Cursor, the most prominent AI-fueled IDE, has a rules feature. You can set project-based rules and global rules for how AI handles your requests. Here are my Ten commandments for Cursor.
The intention of these rules is to prevent some of the LLM's better intentions (pleasing the user) from producing bad consequences like complicated code, dead code, and infinite implementation loops.
10 Commandments
These instructions are written to give you (the LLM) a clearer picture of how to respond to my requests.
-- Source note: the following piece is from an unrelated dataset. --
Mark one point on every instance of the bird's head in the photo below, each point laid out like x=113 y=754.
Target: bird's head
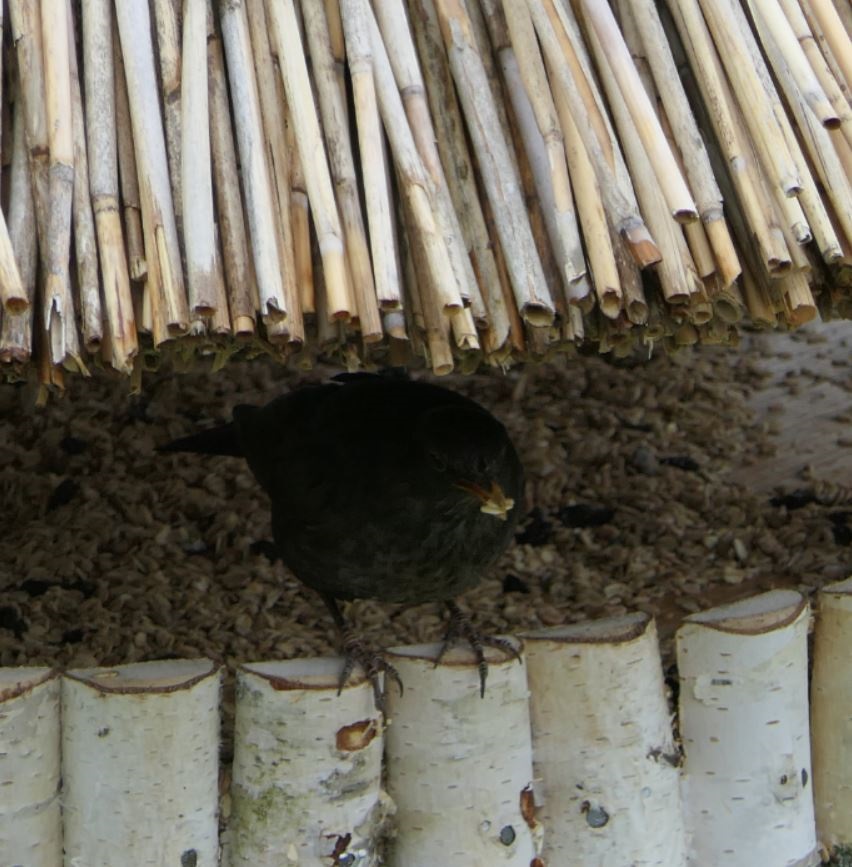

I appreciate your help and know you are always trying to do the right thing for me.
1. Start with a test
Test driven development is not dead. Write a test first. Watch it fail. Get it passing. Then refactor to make it performant and beautiful. If the test fails more than twice, pause and ask is this test testing important functionality? If not remove the test. Next ask, is this testing difficulty an indication of a code smell? If so, resolve the smell and write a better test.
2. Keep it short
Classes should be single responsibility. They should expose only one or two public methods. Methods should be single responsibility and have testable interfaces.
3. Respect the Law of Demeter
Do not chain calls between objects in order to keep boundaries and responsibilities clear.
4. No meta programming or monkey patching
Never ever reach for meta programming or monkey patching. There is always a better way to solve the problem.
5. Favor the command pattern and service objects
The command pattern and service objects lend themselves to encapsulation. They are easier to reason about and change than many other design patterns.
6. Keep logic out of views
There should be almost no logic in the view layer. Anything more complicated than the simplest condition should be delegated to the commands and helper methods.
7. Keep logic out of controllers
There should be almost no logic in the controllers. Anything more complicated than the simplest condition should be delegated to service objects, commands and models.
8. Prefer logs to comments and comments to nothing
Debug level logging is a great way to codify an explanation of our systems. When debugging, add info level logs freely. Comments are helpful documentation, but have the danger of growing stale.
9. Avoid primitive obsessions
Do not unnecessarily reach for object primitives like hashes and arrays. It's often a better design decision to use higher level objects. The benefits are validation, encapsulation, and code readability.
10. YAGNI
You aren't going to need it. Do not build things that we do not need right now. If we follow the rest of the commandments, it should be easy to add new features and systems when the real need comes up.